The combination of increased MCHC and increased RDW further improves diagnostic performance [144]. If reticulocyte indices are available, a higher-than-average reticulocyte MCHC and a low reticulocyte MCV are also consistent with HS (table 2) [118].

In the appropriate clinical setting, these observations may be sufficient to screen for a diagnosis of HS. (See 'Diagnosis' below.)

In cases that are unclear or if there are questions about the prognosis or if splenectomy is being considered, additional diagnostic confirmation is needed, especially to avoid misdiagnosis of hereditary xerocytosis as HS. The following specialized testing can be pursued. (See 'Confirmatory tests' below.)

Confirmatory tests — A number of tests are available for confirming the diagnosis of HS.

●EMA binding – Eosin-5-maleimide (EMA) binding is a good and widely available test for HS diagnosis; it detects loss mainly of band 3 and Rh-related proteins from the RBC membrane, using EMA, an eosin-based fluorescent dye, that binds to those RBC membrane proteins [145].

The mean fluorescence of EMA-labeled RBCs from individuals with HS is lower than controls, and this reduction in fluorescence can be detected in a flow cytometry-based assay, as illustrated in the figure (figure 3). The reduction in EMA binding is observed in RBCs when HS is due to band 3 deficiency or to deficiencies in other proteins such as ankyrin or spectrin, since the common characteristic in HS is loss of membrane along with band 3 complexes [146]. Two case series of individuals with HS have found the EMA fluorescence in individuals with HS to be approximately two-thirds that of controls [145,147]. Samples can be stored and tested; one of the studies also analyzed the effect of delayed testing and found that samples stored for 24 hours in the darkness gave similar results to those tested immediately [145].
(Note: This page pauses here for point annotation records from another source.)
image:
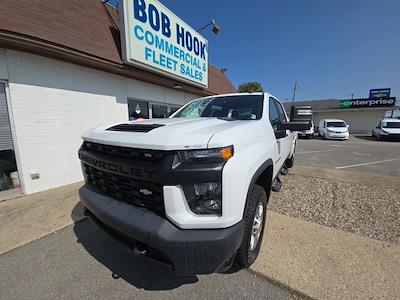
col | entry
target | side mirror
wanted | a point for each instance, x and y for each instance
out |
(280, 133)
(295, 125)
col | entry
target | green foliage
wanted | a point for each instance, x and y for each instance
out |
(250, 87)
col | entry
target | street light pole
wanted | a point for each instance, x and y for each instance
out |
(294, 90)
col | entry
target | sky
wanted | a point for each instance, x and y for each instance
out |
(333, 48)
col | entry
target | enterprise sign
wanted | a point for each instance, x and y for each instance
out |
(379, 93)
(356, 103)
(155, 39)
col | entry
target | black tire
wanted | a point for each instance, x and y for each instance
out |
(246, 255)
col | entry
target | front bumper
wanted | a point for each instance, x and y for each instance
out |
(339, 136)
(189, 251)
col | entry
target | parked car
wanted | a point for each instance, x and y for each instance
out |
(309, 133)
(333, 129)
(387, 128)
(191, 190)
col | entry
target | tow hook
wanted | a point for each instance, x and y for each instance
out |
(139, 249)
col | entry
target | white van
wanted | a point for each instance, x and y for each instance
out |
(333, 129)
(388, 128)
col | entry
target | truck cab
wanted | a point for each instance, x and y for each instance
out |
(191, 190)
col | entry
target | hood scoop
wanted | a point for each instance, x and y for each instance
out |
(135, 127)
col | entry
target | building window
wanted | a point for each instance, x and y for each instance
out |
(159, 111)
(138, 109)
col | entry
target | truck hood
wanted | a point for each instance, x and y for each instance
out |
(174, 134)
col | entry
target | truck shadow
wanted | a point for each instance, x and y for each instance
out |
(141, 272)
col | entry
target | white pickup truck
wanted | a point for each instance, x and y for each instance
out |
(191, 190)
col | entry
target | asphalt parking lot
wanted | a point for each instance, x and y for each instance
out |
(99, 267)
(360, 153)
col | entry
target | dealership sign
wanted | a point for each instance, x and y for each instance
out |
(358, 103)
(155, 39)
(379, 93)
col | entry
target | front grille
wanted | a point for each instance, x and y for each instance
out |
(136, 192)
(131, 153)
(135, 127)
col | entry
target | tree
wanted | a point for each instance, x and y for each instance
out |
(250, 87)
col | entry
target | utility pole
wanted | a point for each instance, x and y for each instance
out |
(294, 90)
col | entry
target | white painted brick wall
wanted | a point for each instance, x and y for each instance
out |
(54, 102)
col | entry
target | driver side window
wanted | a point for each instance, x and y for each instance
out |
(273, 114)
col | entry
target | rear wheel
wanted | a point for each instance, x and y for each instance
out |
(254, 218)
(289, 163)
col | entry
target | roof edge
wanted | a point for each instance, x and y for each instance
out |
(37, 46)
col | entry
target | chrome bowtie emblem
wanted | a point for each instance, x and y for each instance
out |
(146, 192)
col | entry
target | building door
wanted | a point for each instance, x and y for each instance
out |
(8, 169)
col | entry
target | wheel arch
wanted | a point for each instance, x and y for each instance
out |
(263, 177)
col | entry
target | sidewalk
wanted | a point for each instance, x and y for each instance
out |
(31, 217)
(315, 260)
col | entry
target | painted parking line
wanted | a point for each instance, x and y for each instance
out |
(315, 151)
(369, 163)
(347, 146)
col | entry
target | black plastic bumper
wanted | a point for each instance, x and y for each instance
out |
(189, 251)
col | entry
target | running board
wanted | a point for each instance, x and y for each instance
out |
(277, 185)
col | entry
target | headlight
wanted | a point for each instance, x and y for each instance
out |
(204, 198)
(206, 155)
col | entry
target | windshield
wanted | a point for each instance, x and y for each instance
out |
(390, 124)
(246, 107)
(335, 124)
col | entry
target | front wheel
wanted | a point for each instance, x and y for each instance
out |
(254, 218)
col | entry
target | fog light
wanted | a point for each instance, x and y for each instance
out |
(204, 198)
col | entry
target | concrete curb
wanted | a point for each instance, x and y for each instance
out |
(392, 182)
(325, 263)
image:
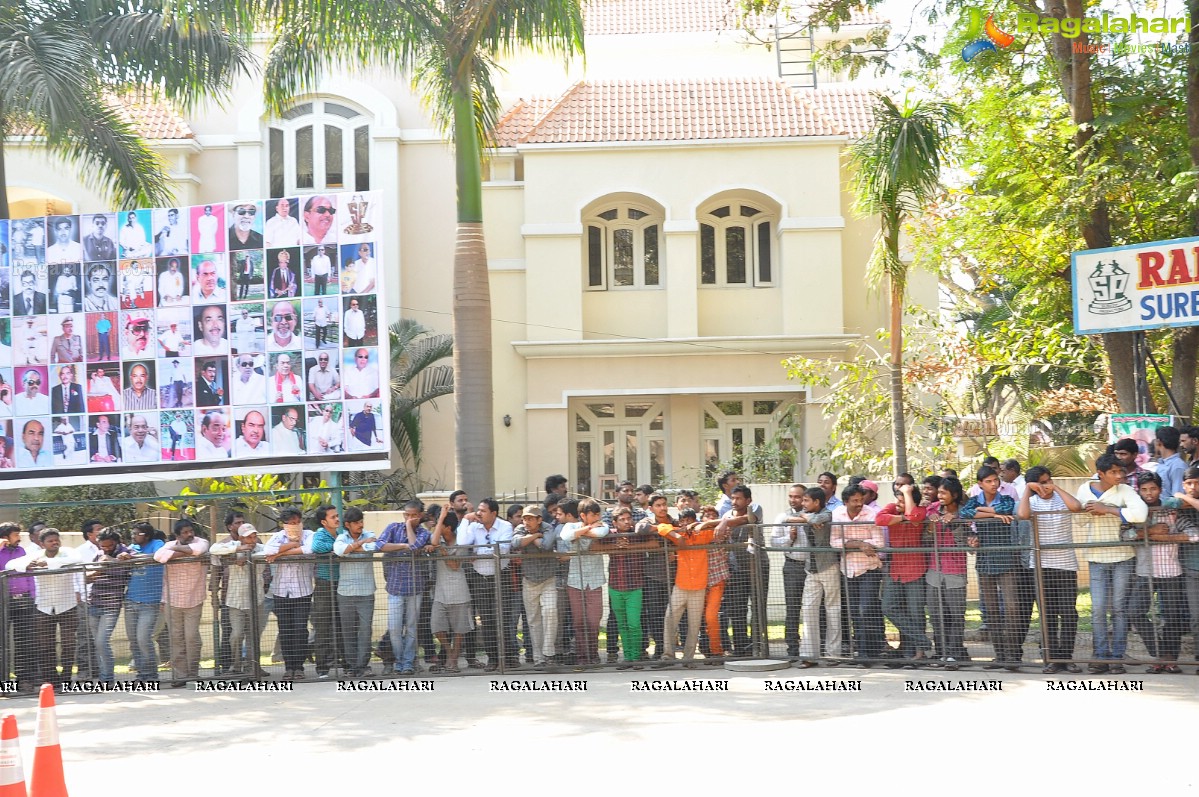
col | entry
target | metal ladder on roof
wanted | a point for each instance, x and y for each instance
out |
(794, 47)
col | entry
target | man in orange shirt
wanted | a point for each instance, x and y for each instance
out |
(691, 584)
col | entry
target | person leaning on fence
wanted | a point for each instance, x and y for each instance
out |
(184, 590)
(1108, 503)
(691, 584)
(326, 620)
(355, 591)
(108, 579)
(291, 585)
(452, 615)
(1048, 506)
(22, 609)
(234, 557)
(537, 541)
(402, 543)
(854, 531)
(993, 538)
(58, 599)
(143, 601)
(626, 581)
(1164, 531)
(821, 584)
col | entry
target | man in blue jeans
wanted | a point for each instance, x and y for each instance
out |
(401, 544)
(143, 602)
(355, 591)
(108, 585)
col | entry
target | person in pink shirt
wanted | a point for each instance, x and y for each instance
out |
(184, 583)
(854, 531)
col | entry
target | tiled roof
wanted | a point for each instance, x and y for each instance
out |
(615, 17)
(849, 108)
(685, 110)
(520, 119)
(154, 120)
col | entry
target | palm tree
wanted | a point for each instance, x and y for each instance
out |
(415, 380)
(896, 171)
(64, 64)
(450, 48)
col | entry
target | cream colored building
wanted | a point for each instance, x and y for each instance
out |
(664, 224)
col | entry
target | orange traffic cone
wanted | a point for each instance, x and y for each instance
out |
(12, 774)
(47, 780)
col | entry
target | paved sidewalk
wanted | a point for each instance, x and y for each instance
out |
(320, 741)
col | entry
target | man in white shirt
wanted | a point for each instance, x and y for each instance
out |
(354, 325)
(324, 384)
(58, 598)
(172, 342)
(170, 284)
(31, 451)
(282, 229)
(139, 446)
(365, 271)
(206, 225)
(100, 290)
(214, 439)
(172, 237)
(133, 237)
(320, 269)
(325, 435)
(32, 400)
(283, 326)
(320, 321)
(211, 327)
(318, 219)
(205, 288)
(249, 386)
(101, 385)
(285, 436)
(252, 441)
(362, 380)
(98, 245)
(65, 248)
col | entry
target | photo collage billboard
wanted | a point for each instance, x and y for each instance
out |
(179, 342)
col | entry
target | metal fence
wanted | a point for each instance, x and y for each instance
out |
(1060, 592)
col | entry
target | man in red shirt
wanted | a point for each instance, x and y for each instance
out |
(903, 587)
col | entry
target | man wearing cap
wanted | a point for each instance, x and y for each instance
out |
(100, 297)
(170, 340)
(98, 243)
(214, 439)
(184, 589)
(68, 345)
(170, 284)
(139, 446)
(241, 231)
(66, 397)
(241, 599)
(137, 336)
(320, 269)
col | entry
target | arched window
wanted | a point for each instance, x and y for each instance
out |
(622, 247)
(735, 246)
(319, 145)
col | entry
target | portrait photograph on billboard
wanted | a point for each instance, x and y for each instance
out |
(175, 343)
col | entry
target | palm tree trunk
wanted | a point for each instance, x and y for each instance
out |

Advantages of EMA binding include its high sensitivity; rapid turnaround time (approximately two hours); and need for only a minimal amount of blood (a few microliters), which is especially advantageous for testing neonates [148-150]. EMA testing can also be used to evaluate for HS-RBCs in a specimen from a patient who has recently received a transfusion [151]. In various studies, the sensitivity and specificity of the test to diagnose HS versus normal RBCs appear to be in the ranges of 93 to 96 and 93 to 99 percent, respectively [148,152-154]. It is important in testing neonatal RBCs to compare the results of EMA binding to control samples from age-matched controls [155].

However, when EMA results for HS are compared with those for other RBC membrane disorders, the specificity of the test declines. EMA binding is also decreased (ie, the test is considered positive) in other hemolytic anemias with loss of membrane associated with band 3 complexes, such as hereditary pyropoikilocytosis, spherocytic elliptocytosis/pyropoikilocytosis, Southeast Asian ovalocytosis (SAO), autoimmune hemolytic anemia, as well as congenital dyserythropoietic anemia (CDA) type II [147,152,156]. False-negative results may be seen in mild cases of HS. (See 'Differential diagnosis' below.)

●Osmotic fragility – Osmotic fragility testing (OFT) is a traditional, specialized test for HS, based on the fact that spherocytic RBCs have reduced surface area to volume (SA/V) ratio. In this test, fresh RBCs are incubated in hypotonic buffered salt solutions of various osmolarities, and the fraction of hemoglobin released (due to hemolysis) is measured. The test takes advantage of the increased sensitivity of spherocytes to hemolysis due to their reduced SA/V ratio (figure 4). Incubation of patient samples for 24 hours prior to testing may accentuate osmotic fragility and improve diagnostic yield.

The OFT has relatively low sensitivity and specificity. It fails to identify a significant number of individuals with HS, and, particularly in the newborn, it may be positive in other conditions including immune hemolytic anemia, hemolytic transfusion reactions, RBC enzyme deficiencies such as glucose-6-phosphate dehydrogenase (G6PD) deficiency, and unstable hemoglobin variants [141]. In one series of 86 individuals with HS, only 57 (66 percent) had positive osmotic fragility testing [157].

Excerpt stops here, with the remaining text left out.